Nel Trapanese
Saline di Marsala a rischio sviluppo: costi di raccolta alti e mancanza di manodopera
«La sola produzione di sale non è più redditizia», dice Antonio D’Alì Staiti della «Sosalt Spa» che, al mulino «Ettore e Infersa» di Marsala, ha aperto i lavori del workshop finale del progetto europeo «Mediterranean Artisanal Salinas»
In un gioco di colori e riflessi mettono in scena da secoli uno spettacolo a cielo aperto. Si trovano all’interno della riserva naturale orientata Isole dello Stagnone nel Libero consorzio comunale di Trapani, che fu istituita nel 1984 dalla Regione Siciliana. Sono le saline di Marsala che oltre all’attività imprenditoriale legata all’estrazione dell’elemento, offrono riparo a numerose specie di uccelli migratori. E soprattutto accolgono ogni anno migliaia di visitatori. Ma tutto ciò non basta per rilanciarle, «Senza attività di turismo sostenibile, innovazione e sviluppo di prodotti secondari le saline medio-piccole del Mediterraneo non hanno futuro», è l’appello lanciato dagli operatori economici. «La sola produzione di sale non è più redditizia», dice Antonio D’Alì Staiti della «Sosalt Spa» che, al mulino «Ettore e Infersa» di Marsala, ha aperto i lavori del workshop finale del progetto europeo «Mediterranean Artisanal Salinas»: a confronto le esperienze delle produzioni artigianali di Libano, Italia, Spagna e Tunisia. Due anni d’attività che sono arrivati al culmine con il meeting siciliano che è servito per illustrare e definire un modello di gestione sostenibile e adattabile per le saline, «avendo così la possibilità di rimanere competitive sul mercato, garantendo di migliorare il valore ambientale e sociale».
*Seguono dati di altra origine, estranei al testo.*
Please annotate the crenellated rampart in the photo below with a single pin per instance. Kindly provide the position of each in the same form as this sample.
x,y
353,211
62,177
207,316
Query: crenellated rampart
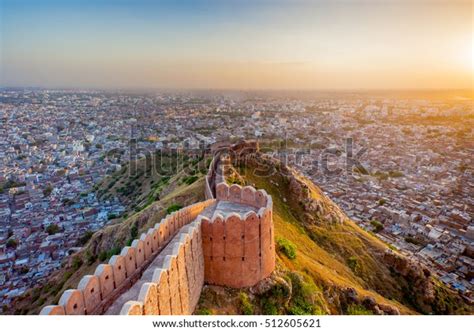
x,y
227,240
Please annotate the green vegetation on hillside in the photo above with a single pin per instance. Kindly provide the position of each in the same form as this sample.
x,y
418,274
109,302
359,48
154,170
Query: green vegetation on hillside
x,y
327,266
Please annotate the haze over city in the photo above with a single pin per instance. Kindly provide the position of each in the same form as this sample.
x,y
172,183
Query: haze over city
x,y
237,44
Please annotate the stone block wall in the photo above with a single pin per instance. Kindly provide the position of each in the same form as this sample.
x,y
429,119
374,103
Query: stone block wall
x,y
177,282
95,293
239,251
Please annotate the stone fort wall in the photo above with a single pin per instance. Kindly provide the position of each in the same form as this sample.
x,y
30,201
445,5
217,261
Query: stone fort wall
x,y
230,249
96,292
239,250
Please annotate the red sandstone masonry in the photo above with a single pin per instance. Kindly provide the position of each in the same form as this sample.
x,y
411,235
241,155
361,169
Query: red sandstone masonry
x,y
239,252
236,251
94,297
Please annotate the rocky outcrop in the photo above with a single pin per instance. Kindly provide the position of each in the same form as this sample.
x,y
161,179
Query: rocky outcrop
x,y
417,276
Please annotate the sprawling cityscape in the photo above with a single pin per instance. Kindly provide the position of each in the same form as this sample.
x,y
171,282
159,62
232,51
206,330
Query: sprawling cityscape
x,y
409,180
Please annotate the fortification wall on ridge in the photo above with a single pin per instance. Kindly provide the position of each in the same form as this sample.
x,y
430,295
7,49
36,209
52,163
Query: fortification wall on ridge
x,y
177,283
239,251
234,247
95,293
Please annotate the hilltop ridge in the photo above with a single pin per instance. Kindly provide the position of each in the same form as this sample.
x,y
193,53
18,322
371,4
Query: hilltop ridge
x,y
349,270
325,264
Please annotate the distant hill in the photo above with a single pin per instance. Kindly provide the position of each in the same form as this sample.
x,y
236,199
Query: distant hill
x,y
326,264
149,188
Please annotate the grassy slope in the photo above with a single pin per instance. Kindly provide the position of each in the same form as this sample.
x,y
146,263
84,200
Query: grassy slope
x,y
119,232
330,258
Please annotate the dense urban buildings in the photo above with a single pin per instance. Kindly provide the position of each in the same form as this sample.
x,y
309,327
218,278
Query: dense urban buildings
x,y
401,167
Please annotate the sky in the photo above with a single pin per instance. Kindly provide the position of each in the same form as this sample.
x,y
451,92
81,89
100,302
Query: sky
x,y
288,45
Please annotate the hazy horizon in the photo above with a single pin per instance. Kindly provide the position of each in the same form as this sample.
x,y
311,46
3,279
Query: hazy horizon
x,y
237,45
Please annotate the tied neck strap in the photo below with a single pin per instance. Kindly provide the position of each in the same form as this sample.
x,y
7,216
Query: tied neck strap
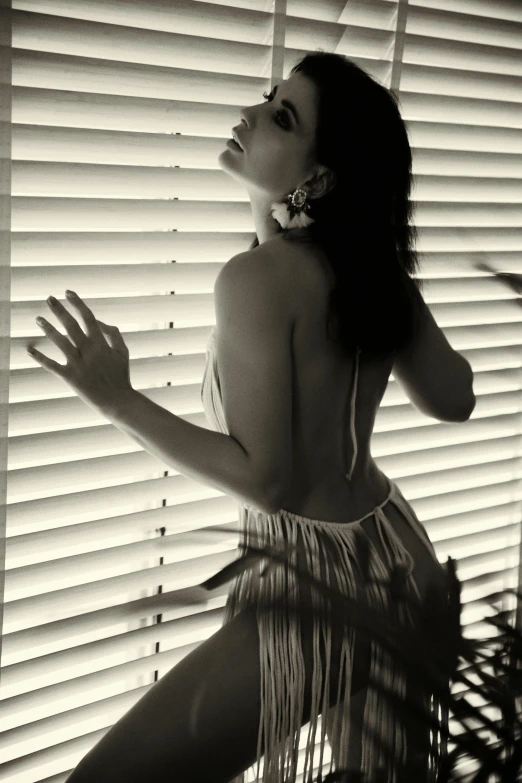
x,y
352,415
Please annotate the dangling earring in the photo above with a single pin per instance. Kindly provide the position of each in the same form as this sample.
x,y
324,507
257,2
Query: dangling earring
x,y
293,211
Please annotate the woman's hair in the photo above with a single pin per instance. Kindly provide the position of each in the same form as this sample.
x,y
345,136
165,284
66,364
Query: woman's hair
x,y
363,221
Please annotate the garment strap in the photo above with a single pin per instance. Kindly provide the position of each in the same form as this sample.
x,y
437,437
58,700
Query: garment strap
x,y
352,414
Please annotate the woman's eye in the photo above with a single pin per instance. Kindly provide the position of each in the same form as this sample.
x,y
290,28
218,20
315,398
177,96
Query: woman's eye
x,y
278,113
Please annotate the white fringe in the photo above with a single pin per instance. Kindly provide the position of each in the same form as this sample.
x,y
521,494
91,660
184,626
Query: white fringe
x,y
281,653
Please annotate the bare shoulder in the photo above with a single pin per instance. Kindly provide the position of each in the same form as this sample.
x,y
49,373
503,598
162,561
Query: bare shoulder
x,y
270,266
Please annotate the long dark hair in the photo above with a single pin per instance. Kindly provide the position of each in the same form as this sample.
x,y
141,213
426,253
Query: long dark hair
x,y
363,222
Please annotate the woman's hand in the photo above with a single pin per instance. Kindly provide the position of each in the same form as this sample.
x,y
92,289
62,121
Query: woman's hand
x,y
97,371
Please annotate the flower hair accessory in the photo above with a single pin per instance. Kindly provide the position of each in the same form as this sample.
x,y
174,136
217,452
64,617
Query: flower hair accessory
x,y
293,211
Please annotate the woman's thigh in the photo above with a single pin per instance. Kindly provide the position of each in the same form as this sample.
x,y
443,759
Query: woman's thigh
x,y
199,722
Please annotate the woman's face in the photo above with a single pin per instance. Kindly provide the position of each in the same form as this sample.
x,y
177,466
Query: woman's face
x,y
278,148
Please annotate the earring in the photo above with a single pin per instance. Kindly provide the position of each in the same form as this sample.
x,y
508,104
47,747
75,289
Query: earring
x,y
293,211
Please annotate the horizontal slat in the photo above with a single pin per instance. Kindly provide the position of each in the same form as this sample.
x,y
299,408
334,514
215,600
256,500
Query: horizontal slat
x,y
399,450
136,151
106,181
59,214
463,487
23,716
431,36
435,121
57,605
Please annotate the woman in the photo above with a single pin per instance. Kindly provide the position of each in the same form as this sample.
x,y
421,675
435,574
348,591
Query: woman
x,y
345,255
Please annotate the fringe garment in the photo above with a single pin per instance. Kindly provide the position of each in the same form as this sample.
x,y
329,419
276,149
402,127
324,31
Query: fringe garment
x,y
281,653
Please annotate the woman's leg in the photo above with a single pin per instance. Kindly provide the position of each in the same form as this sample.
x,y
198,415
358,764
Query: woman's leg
x,y
199,722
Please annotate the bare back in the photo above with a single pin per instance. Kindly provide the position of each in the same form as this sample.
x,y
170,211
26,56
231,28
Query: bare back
x,y
323,379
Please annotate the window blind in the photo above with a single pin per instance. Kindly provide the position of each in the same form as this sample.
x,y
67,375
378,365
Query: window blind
x,y
119,113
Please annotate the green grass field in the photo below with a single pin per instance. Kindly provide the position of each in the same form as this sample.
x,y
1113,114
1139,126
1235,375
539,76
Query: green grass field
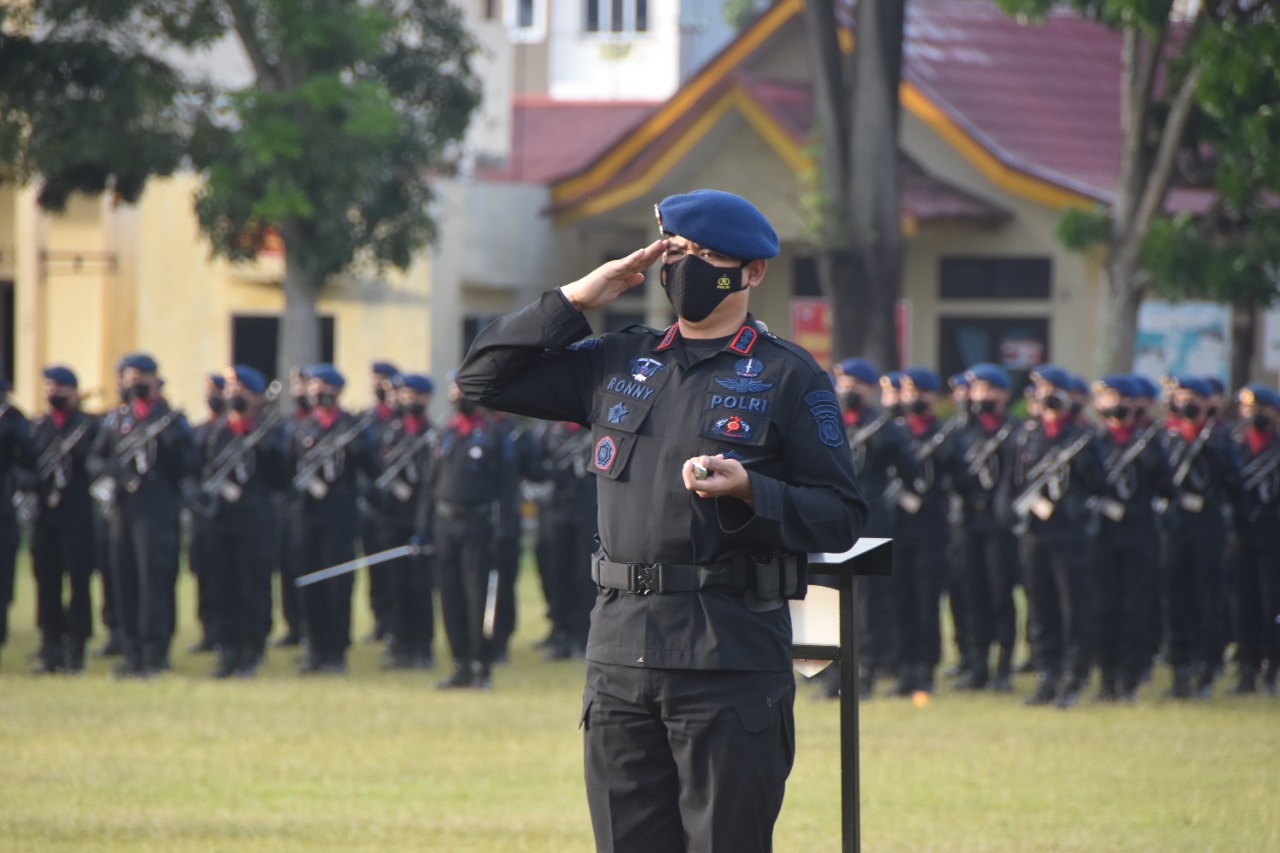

«Gli alti costi di raccolta e la mancanza di manodopera pesano sulla produzione del sale marino – ha detto Giacomo D’Alì Staiti, presidente di «Sosalt Spa» – ma è necessario non far morire quest’attività e le stesse saline che riqualificano un territorio e lo arricchiscono anche da un punto di vista storico e culturale» Nel mondo dalle saline medio-grandi viene prodotto il 30% del sale che finisce sulle tavole, mentre il restante 70% proviene dalle miniere. Nell’ambito del progetto presentarto con 480 mila euro sono state finanziate alcune azioni pilota in 15 saline del Mediterraneo: 2 in Italia (Marsala e Cervia), 60 mila euro, 6 in Libano e 3 in Tunisia, 180 mila euro e 4 in Spagna, 180 mila euro. A Marsala, nelle saline «Ettore e Infersa» è stata recuperata la «Traversa a mare», ossia l’argine esterno della salina, riutilizzando in parte i conci di tufo antichi.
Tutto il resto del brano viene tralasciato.